The 17th richest person in Taiwan, Chang was known as a bit of a maverick in the ocean shipping industry, as well as a philanthropist and environmental advocate.
Y.F. Chang, the founder of Evergreen Group, died Wednesday at the age of 88, according to the Taiwan news agency CNA.
Chang Yung-fa started his company in 1968 with a single, used breakbulk ship and grew Evergreen into what in 1985 was the largest container carrier in the world. It was around that time Evergreen pioneered round-the-world container service, offering two strings, one eastbound and one westbound.
The company has since diversified into other industries as well — the Evergreen Group also encompasses EVA Air, the regional carrier UNI Air and the Evergreen International Corp. hotel chain — while remaining one of the world’s largest container carriers.
Alphaliner ranks it as number four on its list of the top 100 container carriers with 931,849 TEUs of capacity on 192 ships. (539,533 TEUs on 104 owned ships and 392,316 TEUs on 88 chartered ships.)
And the company currently has one of the largest orderbooks for containerships in the industry — 41 ships with 395,770 TEUs of capacity, equal to a whopping 42.5 percent of its existing capacity.

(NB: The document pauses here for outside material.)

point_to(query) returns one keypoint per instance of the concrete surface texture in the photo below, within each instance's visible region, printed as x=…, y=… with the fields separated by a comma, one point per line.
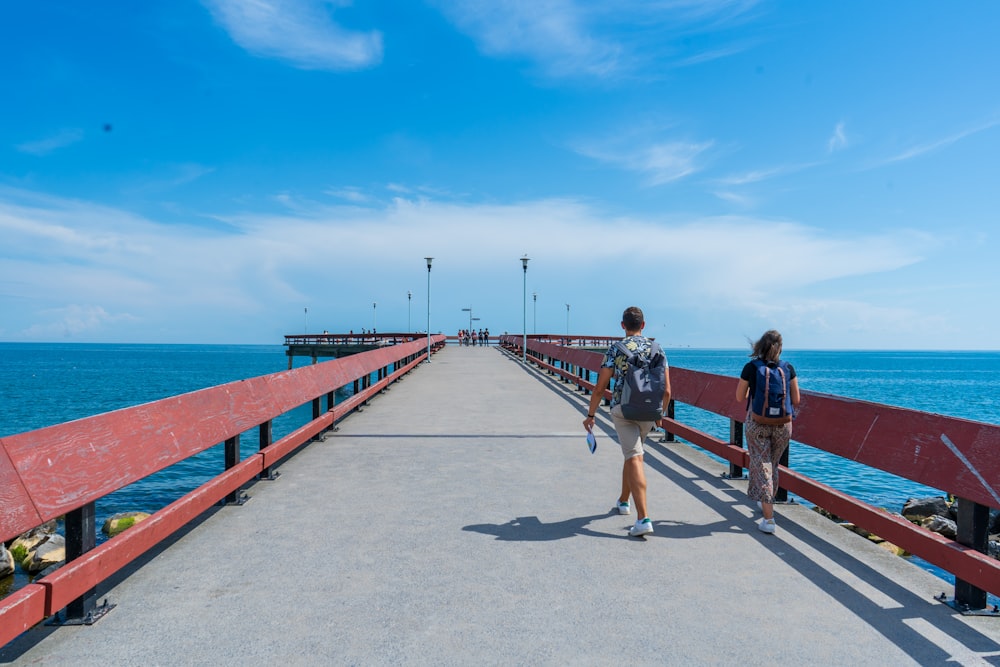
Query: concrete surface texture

On Jan. 28 last year, Evergreen announced it had signed a time charter agreements with Shoei Kisen Kaisha, Ltd. to charter a total of eleven 18,000-TEU vessels. The company noted these would include six units of the same capacity it announced a month earlier.
The company’s decision to order such large ships came after Maersk, MSC, and United Arab Shipping Co. had placed orders for similar leviathans.
Chang had a reputation for successfully bucking the tide.
“Amid the 2007-order frenzy for ships of 10,000 TEU and above,” the London-based consultants Drewry wrote, Chang “memorably vetoed such a move saying that big ships would struggle with half loads when the global economy turns cold.”
“Instead, Evergreen avoided the stampede and waited until 2010 to order 20 x 8,450-TEU ships, followed by 15 more similar size ships the year after,” Drewry recalled. “It was only when the company moved away from its traditional independent status and forged closer ties with the CKYH carriers that it took the big-ship leap by ordering 10 x 13,800-TEU ships in July 2012 (one year after Maersk’s Triple E order), which it backed up over the next two years with orders for 5 x 14,000-TEU and 5 x 14,350-TEU vessels.”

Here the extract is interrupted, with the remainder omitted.